Ursula’s career and supporting STEM students
Born and raised on Manhattan’s Lower East Side, Burns and her siblings were raised by their Mother, who took on various jobs to earn enough money to pay for their education. At Cathedral High, a Roman Catholic preparatory school, Burns enjoyed maths – something recognised by teachers.
She then went on to study at the Polytechnic Institute of New York University in Brooklyn and earned a bachelor’s degree in Mechanical Engineering in 1980. At Columbia University, she completed a master’s degree in Mechanical Engineering and then joined Xerox as a summer intern for mechanical-engineering. This also paid part of her educational costs.
Once her master’s degree was completed, Burns started working at Xerox full time, beginning in product development. By 2000, she was Senior Vice President of corporate strategic services, where she was able to learn more about global research and product development. In 2007, Burns became President of Xerox, and CEO in 2009. That year, then-President Barack Obama appointed Burns to guide the White House National STEM programme, an initiative that encourages the youth in STEM careers. Burns was appointed Xerox’s Chairman of the Board in 2010.
Supporting employees in the workplace
Burns left Xerox in 2016, but the company continues to move in a sustainable direction.
It was recently named as one of Corporate Knights’ Global 100 Most Sustainable Corporations in the World.

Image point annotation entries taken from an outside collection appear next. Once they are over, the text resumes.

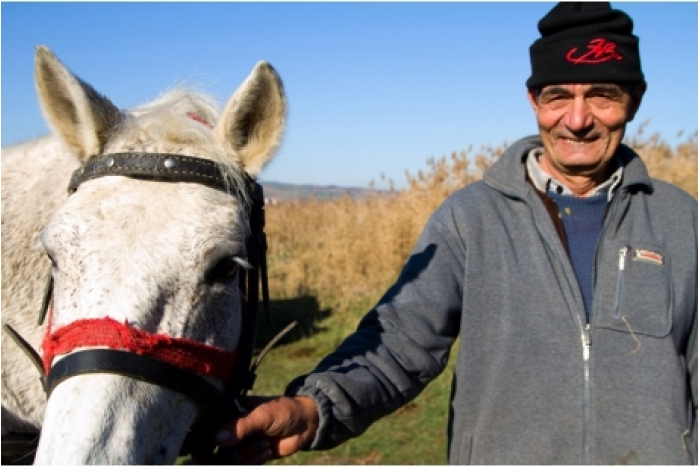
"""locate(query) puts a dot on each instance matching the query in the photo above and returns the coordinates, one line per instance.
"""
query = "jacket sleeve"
(399, 346)
(692, 364)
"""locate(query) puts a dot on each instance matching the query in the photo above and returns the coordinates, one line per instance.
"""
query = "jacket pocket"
(633, 290)
(465, 450)
(690, 447)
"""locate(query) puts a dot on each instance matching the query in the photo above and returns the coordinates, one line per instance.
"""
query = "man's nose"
(579, 116)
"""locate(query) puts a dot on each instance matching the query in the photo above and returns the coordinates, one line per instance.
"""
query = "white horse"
(157, 258)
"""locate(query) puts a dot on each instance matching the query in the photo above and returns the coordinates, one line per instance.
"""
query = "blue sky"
(373, 88)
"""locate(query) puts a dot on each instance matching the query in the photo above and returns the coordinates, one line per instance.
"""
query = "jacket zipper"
(585, 331)
(586, 340)
(622, 260)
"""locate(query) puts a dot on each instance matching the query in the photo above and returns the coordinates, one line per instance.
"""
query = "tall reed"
(346, 251)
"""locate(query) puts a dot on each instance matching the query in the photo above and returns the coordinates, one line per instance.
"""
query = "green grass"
(415, 434)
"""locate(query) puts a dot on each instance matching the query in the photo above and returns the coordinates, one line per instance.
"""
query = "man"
(569, 275)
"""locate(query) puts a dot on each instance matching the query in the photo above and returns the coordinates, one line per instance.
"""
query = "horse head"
(139, 264)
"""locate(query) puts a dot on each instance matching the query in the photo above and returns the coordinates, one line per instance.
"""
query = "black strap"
(153, 166)
(145, 368)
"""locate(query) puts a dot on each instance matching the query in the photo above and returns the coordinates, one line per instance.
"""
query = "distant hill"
(289, 192)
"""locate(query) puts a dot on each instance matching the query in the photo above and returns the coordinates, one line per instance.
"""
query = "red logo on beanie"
(599, 51)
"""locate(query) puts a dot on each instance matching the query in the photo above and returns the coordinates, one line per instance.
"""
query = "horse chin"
(113, 420)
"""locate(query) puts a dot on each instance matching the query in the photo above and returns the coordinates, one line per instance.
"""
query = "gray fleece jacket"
(534, 384)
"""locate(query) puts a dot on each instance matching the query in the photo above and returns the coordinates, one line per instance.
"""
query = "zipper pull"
(622, 258)
(586, 340)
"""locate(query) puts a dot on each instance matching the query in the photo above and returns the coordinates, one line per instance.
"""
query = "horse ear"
(252, 122)
(83, 118)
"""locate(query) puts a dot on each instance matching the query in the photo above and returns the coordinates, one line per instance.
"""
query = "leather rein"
(221, 406)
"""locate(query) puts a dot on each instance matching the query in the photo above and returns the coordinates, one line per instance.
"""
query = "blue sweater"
(490, 268)
(582, 218)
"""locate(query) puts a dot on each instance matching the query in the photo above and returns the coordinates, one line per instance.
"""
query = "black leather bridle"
(221, 406)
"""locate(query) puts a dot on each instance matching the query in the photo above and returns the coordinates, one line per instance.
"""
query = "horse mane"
(180, 121)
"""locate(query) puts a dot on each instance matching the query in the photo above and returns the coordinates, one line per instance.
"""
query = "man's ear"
(636, 93)
(532, 97)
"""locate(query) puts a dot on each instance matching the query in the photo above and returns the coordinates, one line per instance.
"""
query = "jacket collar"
(508, 173)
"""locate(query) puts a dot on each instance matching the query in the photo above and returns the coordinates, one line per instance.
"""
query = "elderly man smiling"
(569, 275)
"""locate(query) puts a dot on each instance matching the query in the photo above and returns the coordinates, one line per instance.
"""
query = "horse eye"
(223, 271)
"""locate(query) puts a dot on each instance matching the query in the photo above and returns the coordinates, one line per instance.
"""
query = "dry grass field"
(329, 262)
(345, 250)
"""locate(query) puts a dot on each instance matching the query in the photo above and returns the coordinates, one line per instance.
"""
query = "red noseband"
(108, 333)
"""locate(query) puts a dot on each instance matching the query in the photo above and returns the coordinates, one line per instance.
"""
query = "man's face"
(581, 126)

The Age Friendly Institute has recognised Xerox as a Certified Age Friendly Employer™ (CAFE) – the USA’s only certification programme that identifies businesses welcoming and supporting those aged 50+.
The title of Burns’ 2021 memoir, ‘Where You Are Is Not Who You Are’, is based on a quote from her Mother.
“I had to always remember during my rise to the top, that those circumstances were only a portion of who I was. People around me, even if they didn’t have as much as I had – or had more – were worthy of attention. It was my Mother’s way of saying ‘Don’t get too big for your breeches’, make sure that you understand that humans are humans. They deserve respect and being cared for.”